Lieutenant Colonel Philip Eric Bent VC DSO (3 January 1891 – 1 October 1917) was a Canadian British Army officer recipient of the Victoria Cross, the highest and most prestigious award for gallantry in the face of the enemy that can be awarded to British and Commonwealth forces.

Biography[edit]

Bent was born on 3 January 1891 in Halifax, Nova Scotia and was educated at the Royal High School, Edinburgh and Ashby Grammar School, Ashby de la Zouch. He joined the training ship HMS Conway in 1907. He served two years as a Cadet and then went to sea. He was taking his Merchant Navy officer's tickets when the war broke out in 1914.[1]

He and a friend joined a Scottish regiment "for a bit of fun" as the war was anticipated to be over by Christmas.
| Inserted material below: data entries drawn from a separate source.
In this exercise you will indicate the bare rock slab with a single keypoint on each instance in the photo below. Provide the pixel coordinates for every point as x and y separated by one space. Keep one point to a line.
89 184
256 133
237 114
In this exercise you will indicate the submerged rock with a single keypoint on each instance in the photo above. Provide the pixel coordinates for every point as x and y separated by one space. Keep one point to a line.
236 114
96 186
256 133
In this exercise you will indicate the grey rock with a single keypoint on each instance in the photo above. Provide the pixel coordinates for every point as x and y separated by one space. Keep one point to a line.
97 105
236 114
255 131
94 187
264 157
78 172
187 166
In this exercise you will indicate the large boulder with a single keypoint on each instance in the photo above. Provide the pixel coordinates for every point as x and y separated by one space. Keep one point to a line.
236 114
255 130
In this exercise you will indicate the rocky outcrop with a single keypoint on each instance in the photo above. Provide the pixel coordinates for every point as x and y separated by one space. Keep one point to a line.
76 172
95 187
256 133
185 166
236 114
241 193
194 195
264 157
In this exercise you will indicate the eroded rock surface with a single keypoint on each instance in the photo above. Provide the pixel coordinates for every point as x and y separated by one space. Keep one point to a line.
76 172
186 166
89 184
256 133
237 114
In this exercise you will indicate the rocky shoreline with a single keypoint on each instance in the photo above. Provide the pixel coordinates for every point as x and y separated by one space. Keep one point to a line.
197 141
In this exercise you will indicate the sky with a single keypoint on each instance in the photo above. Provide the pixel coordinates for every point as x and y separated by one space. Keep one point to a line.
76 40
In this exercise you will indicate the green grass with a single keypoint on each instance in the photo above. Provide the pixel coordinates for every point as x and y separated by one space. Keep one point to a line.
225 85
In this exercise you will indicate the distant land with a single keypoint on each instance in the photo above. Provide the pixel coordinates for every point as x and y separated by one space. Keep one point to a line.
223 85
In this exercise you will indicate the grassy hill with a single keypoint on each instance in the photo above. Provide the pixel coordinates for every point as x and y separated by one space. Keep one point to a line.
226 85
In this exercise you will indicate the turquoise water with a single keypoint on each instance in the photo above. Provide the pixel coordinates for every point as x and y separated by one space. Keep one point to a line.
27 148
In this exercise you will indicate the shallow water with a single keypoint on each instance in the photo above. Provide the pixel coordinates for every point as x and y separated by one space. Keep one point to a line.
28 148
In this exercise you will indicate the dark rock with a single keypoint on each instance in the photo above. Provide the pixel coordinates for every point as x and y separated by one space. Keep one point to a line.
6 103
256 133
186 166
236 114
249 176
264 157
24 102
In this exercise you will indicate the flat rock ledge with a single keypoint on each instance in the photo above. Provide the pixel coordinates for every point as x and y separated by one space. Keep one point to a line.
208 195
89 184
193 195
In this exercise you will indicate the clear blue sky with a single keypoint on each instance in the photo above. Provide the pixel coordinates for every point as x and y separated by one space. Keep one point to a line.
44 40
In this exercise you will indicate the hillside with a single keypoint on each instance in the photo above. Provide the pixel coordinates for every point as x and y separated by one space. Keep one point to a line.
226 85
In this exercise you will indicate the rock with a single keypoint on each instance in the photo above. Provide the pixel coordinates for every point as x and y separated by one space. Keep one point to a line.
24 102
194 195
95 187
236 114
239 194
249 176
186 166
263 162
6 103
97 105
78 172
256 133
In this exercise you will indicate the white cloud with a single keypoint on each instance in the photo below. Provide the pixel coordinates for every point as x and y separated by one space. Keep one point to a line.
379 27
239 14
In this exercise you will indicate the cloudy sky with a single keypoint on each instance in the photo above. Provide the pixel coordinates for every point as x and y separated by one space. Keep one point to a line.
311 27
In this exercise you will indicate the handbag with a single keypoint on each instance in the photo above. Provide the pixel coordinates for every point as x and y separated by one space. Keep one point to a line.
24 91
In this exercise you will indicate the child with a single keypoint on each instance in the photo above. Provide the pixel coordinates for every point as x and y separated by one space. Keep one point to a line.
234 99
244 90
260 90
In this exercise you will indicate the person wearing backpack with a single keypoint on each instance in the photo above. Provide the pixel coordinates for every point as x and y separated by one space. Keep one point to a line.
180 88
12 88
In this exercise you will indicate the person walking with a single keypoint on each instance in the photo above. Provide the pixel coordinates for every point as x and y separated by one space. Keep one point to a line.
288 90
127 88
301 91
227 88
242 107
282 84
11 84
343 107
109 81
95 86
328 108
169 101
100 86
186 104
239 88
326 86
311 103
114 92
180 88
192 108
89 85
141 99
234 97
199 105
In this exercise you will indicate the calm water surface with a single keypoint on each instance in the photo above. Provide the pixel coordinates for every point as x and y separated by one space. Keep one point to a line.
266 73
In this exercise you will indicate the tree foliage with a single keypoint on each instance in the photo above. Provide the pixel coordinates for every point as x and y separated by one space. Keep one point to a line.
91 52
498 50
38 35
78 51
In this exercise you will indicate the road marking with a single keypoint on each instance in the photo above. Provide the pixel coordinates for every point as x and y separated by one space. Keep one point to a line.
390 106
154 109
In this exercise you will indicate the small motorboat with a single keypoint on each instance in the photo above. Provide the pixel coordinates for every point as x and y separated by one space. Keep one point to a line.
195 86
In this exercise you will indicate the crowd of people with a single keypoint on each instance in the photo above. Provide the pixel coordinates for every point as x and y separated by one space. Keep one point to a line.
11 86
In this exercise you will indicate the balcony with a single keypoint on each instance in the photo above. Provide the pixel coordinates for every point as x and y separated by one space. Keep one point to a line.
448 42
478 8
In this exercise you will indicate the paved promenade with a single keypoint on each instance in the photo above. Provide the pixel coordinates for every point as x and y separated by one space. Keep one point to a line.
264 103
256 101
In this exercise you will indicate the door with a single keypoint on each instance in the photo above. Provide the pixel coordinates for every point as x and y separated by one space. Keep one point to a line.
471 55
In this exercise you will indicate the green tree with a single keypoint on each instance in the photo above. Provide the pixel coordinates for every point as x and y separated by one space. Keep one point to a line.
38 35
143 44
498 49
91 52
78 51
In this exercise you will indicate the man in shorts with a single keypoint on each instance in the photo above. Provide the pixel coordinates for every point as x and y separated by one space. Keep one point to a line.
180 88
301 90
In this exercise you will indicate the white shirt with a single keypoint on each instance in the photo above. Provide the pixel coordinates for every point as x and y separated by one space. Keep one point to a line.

He was some months later commissioned in the Leicestershire Regiment.

He was 26 years old, and a Temporary Lieutenant Colonel in the 9th Battalion, The Leicestershire Regiment, British Army during the First World War when he performed the deed for which he was awarded the VC on 1 October 1917 east of Polygon Wood, Zonnebeke, Belgium. He was killed whilst leading a charge. His citation reads:

For most conspicuous bravery, when during a heavy hostile attack, the right of his own command and the battalion on his right were forced back. The situation was critical owing to the confusion caused by the attack and the intense artillery fire. Lt. Col. Bent personally collected a platoon that was in reserve, and together with men from other companies and various regimental details, he organised and led them forward to the counter-attack, after issuing orders to other officers as to the further defence of the line. The counter-attack was successful and the enemy were checked. The coolness and magnificent example shown to all ranks by Lt.-Col. Bent resulted in the securing of a portion of the line which was of essential importance for subsequent operations. This very gallant officer was killed whilst leading a charge which he inspired with the call of "Come on the Tigers."

The London Gazette," No. 30471, 11 January 1918[2]

He has no known grave and is commemorated on the memorial wall at Tyne Cot Cemetery, Belgium.[3]

The medal[edit]

His Victoria Cross is in The Royal Leicestershire Regiment Museum (Newarke Houses Museum).